For the show’s first decade or so — before it became just another reality TV flesh parade — The Real World was most notable for how it brought The Big Issues — race, gender, sexuality, religion, addiction — to homes across the world. While it did so by casting people with widely different perspectives and little-to-no filters, and then instigating situations that would make for good TV, that doesn’t make any of the hot buttons pushed any less real, the conversations around dinner tables and water coolers any less crucial to socialization of a generation (or two).

The Real World: Boston wasted little time before touching on some of these issues. While black housemates Kameelah and Syrus were given short-shrift in the first few episodes, their interactions quickly led to a house-wide discussion of race. While they initially hit it off, their conversation goes south when the topic of interracial dating arises. Syrus doesn’t discriminate: he dates “the whole rainbow” (including Asian “ninjas” — a line that will prove to be one of the least offensive things he says in these episodes). When he says he would marry a white woman, Kameelah goes cold.

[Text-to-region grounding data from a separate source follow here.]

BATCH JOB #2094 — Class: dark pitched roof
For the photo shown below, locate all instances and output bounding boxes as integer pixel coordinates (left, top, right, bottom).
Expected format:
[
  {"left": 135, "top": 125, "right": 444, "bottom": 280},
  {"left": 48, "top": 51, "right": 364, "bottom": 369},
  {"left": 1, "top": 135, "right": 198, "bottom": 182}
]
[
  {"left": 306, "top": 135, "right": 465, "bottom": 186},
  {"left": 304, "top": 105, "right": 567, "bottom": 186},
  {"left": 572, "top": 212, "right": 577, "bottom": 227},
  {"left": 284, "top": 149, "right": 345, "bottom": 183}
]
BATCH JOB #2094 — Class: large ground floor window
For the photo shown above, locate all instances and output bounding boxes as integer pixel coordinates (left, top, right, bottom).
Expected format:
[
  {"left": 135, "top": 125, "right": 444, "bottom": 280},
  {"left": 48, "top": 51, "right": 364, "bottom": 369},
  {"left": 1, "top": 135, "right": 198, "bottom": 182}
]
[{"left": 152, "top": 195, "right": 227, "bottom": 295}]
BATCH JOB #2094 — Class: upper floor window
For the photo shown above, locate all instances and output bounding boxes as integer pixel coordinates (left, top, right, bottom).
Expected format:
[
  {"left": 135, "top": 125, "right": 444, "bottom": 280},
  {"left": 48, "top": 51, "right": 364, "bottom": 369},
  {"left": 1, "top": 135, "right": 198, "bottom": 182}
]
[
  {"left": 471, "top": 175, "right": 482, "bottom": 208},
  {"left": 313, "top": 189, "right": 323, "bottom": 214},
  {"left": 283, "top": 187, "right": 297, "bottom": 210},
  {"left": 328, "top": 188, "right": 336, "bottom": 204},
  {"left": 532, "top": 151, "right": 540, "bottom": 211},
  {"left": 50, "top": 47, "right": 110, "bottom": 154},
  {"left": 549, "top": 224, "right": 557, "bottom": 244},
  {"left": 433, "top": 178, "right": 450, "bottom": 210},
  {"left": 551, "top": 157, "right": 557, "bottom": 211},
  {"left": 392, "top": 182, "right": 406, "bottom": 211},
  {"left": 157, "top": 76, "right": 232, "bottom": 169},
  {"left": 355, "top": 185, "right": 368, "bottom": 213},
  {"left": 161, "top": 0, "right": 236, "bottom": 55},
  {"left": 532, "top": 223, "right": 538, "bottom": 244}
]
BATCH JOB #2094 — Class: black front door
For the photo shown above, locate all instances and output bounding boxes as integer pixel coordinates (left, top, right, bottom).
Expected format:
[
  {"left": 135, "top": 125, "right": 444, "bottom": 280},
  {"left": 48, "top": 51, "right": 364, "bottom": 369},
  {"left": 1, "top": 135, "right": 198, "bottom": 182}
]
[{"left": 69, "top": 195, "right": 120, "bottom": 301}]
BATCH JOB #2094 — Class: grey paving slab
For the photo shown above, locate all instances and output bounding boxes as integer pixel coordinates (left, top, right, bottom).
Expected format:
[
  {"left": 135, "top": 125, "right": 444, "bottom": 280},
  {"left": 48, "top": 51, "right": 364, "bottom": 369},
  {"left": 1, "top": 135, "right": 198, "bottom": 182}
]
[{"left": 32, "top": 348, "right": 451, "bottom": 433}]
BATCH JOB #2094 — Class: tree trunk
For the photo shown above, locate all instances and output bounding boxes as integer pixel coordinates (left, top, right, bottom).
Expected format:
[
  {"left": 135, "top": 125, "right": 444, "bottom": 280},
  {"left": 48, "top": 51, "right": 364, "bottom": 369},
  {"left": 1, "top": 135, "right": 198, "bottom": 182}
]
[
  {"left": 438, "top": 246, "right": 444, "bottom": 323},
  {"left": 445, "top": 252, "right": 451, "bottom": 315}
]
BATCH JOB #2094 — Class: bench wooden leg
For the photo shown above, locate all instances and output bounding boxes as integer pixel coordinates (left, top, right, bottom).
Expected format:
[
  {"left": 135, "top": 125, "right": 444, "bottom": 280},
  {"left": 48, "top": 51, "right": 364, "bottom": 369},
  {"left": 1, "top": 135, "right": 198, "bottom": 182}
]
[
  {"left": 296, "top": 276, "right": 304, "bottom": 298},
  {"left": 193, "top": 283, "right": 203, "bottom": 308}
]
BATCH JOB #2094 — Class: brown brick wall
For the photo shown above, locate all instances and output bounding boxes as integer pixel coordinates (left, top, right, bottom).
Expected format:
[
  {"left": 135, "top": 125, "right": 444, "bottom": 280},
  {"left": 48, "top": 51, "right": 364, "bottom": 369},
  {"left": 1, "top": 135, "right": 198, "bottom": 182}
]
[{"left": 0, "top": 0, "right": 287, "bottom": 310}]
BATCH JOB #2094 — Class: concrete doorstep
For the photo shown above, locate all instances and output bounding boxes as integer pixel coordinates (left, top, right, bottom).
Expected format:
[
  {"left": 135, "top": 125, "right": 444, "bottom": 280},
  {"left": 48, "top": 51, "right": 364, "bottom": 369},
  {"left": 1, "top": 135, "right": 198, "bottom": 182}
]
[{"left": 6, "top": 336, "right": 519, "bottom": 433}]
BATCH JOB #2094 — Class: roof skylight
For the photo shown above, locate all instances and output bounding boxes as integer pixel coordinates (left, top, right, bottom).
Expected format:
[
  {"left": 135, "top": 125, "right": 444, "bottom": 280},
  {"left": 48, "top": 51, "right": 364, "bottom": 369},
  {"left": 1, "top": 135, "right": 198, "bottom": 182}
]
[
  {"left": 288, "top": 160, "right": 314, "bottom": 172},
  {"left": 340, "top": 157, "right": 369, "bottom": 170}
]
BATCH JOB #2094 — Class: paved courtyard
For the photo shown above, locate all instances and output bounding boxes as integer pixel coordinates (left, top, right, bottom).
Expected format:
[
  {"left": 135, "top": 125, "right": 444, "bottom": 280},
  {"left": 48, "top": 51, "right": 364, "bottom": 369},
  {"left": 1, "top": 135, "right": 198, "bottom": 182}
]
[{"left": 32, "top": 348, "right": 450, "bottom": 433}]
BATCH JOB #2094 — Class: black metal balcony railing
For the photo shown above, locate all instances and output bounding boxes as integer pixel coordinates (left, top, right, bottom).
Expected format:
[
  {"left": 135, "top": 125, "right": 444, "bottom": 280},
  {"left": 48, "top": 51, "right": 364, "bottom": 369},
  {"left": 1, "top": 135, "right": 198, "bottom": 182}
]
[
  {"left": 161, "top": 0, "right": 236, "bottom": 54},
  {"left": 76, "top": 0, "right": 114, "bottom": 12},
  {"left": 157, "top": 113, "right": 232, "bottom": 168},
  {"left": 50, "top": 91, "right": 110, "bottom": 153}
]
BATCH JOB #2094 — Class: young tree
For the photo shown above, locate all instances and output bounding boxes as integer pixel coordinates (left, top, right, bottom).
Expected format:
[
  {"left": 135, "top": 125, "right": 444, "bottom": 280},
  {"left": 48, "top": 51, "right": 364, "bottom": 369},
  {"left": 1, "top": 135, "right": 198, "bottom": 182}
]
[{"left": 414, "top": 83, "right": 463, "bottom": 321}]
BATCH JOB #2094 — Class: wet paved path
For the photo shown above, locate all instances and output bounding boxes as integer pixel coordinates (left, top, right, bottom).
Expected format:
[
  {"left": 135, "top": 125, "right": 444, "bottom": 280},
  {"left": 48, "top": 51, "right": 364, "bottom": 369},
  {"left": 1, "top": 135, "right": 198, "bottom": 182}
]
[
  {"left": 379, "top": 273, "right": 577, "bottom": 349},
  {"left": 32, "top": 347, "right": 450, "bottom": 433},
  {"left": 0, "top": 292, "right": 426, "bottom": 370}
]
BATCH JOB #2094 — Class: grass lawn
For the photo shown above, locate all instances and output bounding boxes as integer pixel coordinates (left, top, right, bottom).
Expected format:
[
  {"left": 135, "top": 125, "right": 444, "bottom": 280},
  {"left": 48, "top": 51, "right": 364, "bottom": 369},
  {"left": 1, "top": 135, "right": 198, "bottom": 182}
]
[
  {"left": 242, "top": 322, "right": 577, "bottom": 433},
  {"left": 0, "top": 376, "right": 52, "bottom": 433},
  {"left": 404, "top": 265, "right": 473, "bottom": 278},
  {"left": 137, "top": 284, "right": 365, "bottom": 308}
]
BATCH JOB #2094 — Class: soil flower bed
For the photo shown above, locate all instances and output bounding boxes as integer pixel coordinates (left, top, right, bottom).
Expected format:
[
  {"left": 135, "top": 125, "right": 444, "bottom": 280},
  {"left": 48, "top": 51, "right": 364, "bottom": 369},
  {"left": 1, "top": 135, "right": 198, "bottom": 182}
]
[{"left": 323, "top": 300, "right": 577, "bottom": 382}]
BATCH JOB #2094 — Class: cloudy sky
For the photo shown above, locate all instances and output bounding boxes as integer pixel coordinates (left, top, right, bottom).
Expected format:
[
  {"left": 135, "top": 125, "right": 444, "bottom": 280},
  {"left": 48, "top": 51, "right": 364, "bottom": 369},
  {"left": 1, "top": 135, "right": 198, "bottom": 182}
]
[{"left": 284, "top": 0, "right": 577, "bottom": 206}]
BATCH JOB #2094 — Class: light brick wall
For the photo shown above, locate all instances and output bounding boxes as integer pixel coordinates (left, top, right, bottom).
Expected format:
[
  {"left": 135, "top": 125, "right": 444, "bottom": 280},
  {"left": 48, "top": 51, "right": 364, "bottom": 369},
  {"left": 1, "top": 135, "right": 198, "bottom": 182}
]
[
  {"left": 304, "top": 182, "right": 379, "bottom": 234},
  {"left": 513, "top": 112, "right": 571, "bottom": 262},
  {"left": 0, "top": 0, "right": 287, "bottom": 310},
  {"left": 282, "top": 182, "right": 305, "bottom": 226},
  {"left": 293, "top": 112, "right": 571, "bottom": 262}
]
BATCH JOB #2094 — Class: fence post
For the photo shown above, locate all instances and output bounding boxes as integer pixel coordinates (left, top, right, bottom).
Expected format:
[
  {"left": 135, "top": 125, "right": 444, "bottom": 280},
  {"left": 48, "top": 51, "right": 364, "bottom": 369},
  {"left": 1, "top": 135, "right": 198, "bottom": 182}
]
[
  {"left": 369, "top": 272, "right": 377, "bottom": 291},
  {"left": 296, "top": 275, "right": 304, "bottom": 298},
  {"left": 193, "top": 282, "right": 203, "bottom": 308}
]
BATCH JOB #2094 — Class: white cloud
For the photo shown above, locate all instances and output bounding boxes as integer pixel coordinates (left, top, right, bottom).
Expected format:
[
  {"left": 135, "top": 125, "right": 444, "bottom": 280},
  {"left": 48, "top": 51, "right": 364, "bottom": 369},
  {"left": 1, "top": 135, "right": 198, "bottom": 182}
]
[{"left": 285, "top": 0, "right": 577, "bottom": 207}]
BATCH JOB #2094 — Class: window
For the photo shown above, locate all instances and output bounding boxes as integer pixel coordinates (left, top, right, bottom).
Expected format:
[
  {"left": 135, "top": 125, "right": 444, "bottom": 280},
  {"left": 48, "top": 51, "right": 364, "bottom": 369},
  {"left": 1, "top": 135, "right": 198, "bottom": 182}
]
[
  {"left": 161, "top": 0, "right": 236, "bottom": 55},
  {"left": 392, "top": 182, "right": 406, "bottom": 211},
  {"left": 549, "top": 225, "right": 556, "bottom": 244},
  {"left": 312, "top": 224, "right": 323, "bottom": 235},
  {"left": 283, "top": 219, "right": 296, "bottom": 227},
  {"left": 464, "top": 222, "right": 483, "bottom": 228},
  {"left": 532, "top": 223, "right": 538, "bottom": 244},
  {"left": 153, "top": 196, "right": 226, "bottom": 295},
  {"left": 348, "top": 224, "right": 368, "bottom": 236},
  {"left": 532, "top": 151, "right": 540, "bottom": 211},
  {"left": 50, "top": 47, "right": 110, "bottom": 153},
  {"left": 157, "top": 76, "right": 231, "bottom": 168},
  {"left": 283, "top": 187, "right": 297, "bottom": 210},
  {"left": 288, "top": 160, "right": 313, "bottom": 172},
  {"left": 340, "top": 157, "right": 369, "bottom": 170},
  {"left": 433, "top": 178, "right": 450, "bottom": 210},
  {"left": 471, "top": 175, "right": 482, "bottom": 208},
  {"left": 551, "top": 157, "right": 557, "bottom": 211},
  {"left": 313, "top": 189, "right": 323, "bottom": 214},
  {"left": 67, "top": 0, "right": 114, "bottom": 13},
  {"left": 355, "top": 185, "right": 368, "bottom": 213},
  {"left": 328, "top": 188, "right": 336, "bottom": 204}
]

When Sean broaches the subject, Kameelah cuts to the chase. “I personally don’t appreciate it when black men date outside of their race,” she says, pointing to the gender disparity between black students at her school, Stanford. “That hurts me, when I come home and I’m just like, I’m lonely, and I want a black man to be with me.” She’s not as open to the “rainbow” as Syrus, telling Sean that while he’s cute, “Y’all aren’t doing it for me — black men are beautiful!” Sean, ever the Midwestern bro, counters that he can meet her “emotional needs” as well as anybody, and almost immediately makes a joke about having never felt black hair. “You haven’t, you never have!” Kameelah erupts with a laugh — Sean has made her argument for her.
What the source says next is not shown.